BitTorrent CEO Eric Klinker offers what in essence is an op-ed at GigaOM in which he takes issue with the way carriers present the rationale for bandwidth caps, which put a limit on the amount of data a broadband subscriber can use.
The carriers, Klinker suggests, position bandwidth caps as ways to limit "bandwidth hogs." He suggests that this assessment is wrong. The crux of Klinker's argument is that networks-like highways -- are designed to handle peak loads. Capacity, traffic lanes or bandwidth, is added as those peak loads increase. Metering use and punishing those who use more than their share won't cut peak traffic simply because nobody (including the bandwidth hogs) would slow down their use at peak hours. Therefore, metering would do nothing to truly address the problem.
The vehicular traffic analogy makes it clear: A limit on driving-one above which an extra charge is incurred-wouldn't lead people to pull off the roads at rush hour because they presumably are going to work. If anything, they would cut out a pleasure drive at an off-peak hour to stay below the limit. It's the same for the Internet: Folks are more likely to cut their usage during off-hours. But these are the times at which the network isn't stressed anyway.
If the concern was congestion, one might expect more of a focus on an actual congestion throttling system like Comcast's, where heavy users find their traffic slowed a bit during periods of actual network congestion and then restored to full speed when congestion disappears. Monthly data caps don't actually discourage people from using the Internet during the busiest times, though they may lower some total monthly usage.
Nobody is arguing that caps would make much of a difference to all but the biggest users today. In the long run, however, it may be that carriers such as AT&T -- and, as Light Reading suggests-cable operators (who will use the cover provided by the telco move to follow suit) are gearing up to use metering as a way to maintain profitability as the video expansion continues.
That explosion is now led by Netflix, which the NPD Group recently said streams 61 percent of "digital movie units" during the first two months of the year.
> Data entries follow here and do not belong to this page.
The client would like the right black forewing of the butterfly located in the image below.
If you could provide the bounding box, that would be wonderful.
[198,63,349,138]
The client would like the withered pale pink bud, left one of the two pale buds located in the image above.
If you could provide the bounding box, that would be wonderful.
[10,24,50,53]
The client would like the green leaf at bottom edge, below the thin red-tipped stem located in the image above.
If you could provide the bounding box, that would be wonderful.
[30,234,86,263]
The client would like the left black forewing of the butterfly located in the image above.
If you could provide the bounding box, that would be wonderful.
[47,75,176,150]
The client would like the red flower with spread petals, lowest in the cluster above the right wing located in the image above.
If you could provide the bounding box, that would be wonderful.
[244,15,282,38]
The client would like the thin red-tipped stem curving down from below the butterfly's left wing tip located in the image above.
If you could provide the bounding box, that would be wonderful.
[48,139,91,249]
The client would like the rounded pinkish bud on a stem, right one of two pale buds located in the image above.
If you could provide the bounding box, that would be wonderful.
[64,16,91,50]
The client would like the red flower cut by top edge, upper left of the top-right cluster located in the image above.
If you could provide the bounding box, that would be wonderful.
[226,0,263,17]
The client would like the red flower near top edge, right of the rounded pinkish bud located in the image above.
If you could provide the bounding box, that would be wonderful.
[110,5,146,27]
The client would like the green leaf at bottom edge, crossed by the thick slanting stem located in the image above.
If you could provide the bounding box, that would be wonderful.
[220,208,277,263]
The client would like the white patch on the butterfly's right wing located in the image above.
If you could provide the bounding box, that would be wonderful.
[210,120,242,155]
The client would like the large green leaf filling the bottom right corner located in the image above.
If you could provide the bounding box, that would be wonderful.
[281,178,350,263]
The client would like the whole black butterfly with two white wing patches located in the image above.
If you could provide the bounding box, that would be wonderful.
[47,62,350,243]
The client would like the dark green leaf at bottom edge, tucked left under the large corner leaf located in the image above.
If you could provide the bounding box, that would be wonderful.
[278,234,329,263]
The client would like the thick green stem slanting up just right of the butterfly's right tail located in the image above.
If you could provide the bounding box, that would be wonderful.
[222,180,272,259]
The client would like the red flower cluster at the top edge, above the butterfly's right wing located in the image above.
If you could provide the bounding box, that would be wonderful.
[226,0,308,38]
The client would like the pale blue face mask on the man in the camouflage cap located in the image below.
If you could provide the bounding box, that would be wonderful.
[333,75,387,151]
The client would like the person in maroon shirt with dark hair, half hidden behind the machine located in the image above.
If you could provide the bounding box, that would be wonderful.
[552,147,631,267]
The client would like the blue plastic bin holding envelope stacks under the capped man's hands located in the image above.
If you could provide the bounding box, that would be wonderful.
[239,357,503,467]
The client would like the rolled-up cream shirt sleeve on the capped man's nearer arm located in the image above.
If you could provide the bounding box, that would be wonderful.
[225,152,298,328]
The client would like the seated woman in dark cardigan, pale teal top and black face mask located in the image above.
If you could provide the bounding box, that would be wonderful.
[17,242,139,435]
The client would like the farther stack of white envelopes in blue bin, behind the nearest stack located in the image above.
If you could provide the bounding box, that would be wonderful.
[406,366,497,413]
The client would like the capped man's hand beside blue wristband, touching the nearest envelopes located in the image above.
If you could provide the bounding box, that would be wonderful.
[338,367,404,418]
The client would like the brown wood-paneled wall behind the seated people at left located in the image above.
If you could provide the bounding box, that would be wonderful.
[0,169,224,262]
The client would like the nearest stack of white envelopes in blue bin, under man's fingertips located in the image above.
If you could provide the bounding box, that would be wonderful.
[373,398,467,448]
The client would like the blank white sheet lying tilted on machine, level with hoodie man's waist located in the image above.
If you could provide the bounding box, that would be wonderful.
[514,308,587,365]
Other providers will catch up and a lot more bandwidth will be needed.
The bottom line is that the telecommunications industry has a lot of experience in network capacity planning. In the telco world, it is known as "contention." The idea is that networks are not designed to handle inordinately heavy loads that rarely occur, but are engineered to operate solidly during normal conditions. The concept is no different in the video world. The point is that a lot of very smart people have spent decades thinking about this topic.
Whether or not the current model is fair to carriers is a fair question. Whatever the answer, however, it is undeniable that this is a politically difficult question, and carriers may be tempted to create a bandwidth hog red herring. It would be troubling if Klinker and Anderson are correct in their suggestion that the carriers are trying to justify metering based on a reasonable-sounding, but misleading, rationale.